EntropyScanPython = PyFunction["\<
def entropy_scan(args):
  data = args[0]
  window_size = float(args[1])

  summation_term = lambda p: p*math.log(p,2) if p>0 else 0

  current_chunk = data[:int(window_size)]
  byte_counts = [
    len(filter(lambda a:a==i, current_chunk))
    for i in range(256)]
  byte_probs = [byte_counts[i]/window_size for i in range(256)]

  H = -sum(
    [byte_probs[i]*math.log(byte_probs[i], 2)
      for i in range(256) if byte_probs[i]>0])
  entropies = [H]

  for offset in range(len(data)-window_size):
    byte_out, byte_in = data[offset], data[int(offset+window_size)]

    old_val_byte_out = summation_term(byte_probs[byte_out])
    old_val_byte_in = summation_term(byte_probs[byte_in])

    byte_counts[byte_out] -= 1;
    byte_counts[byte_in] += 1;
    byte_probs[byte_out] = byte_counts[byte_out]/window_size;
    byte_probs[byte_in] = byte_counts[byte_in]/window_size;

    val_byte_out = summation_term(byte_probs[byte_out])
    val_byte_in = summation_term(byte_probs[byte_in])

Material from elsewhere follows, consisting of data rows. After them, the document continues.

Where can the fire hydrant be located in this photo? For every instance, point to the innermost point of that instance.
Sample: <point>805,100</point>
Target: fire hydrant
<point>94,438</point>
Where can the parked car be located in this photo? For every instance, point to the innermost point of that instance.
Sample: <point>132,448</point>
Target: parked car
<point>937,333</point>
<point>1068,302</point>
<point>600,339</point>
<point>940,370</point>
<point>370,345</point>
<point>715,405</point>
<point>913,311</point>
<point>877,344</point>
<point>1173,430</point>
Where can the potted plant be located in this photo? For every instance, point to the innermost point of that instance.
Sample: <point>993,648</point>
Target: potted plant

    H = H + old_val_byte_out + old_val_byte_in - val_byte_out - val_byte_in
    entropies.append(H)
  return entropies
\>"];

Saturday, May 12, 2007

Scanning data for entropy anomalies

l0re just asked the following question in the OpenRCE forums:

I'm currently searching for a tool that does an entropy analyse. I want it to use it for finding a RSA key in a binary file. I have seen a tool that could do this on a workshop but unfortunately I don't know the name of tool and I can't find it with help of google. Does any one know the name of the tool or a tool that could do this?

I'm don't know of such tool from the top of my head although PEiD and OllyDBG both do statistical tests in order to detect possibly compressed/packed executables.

But having to come up with such things is one of the reasons why I love Python and Mathematica+Pythonika. With both it's possible to put together, in a few minutes the desired functionality.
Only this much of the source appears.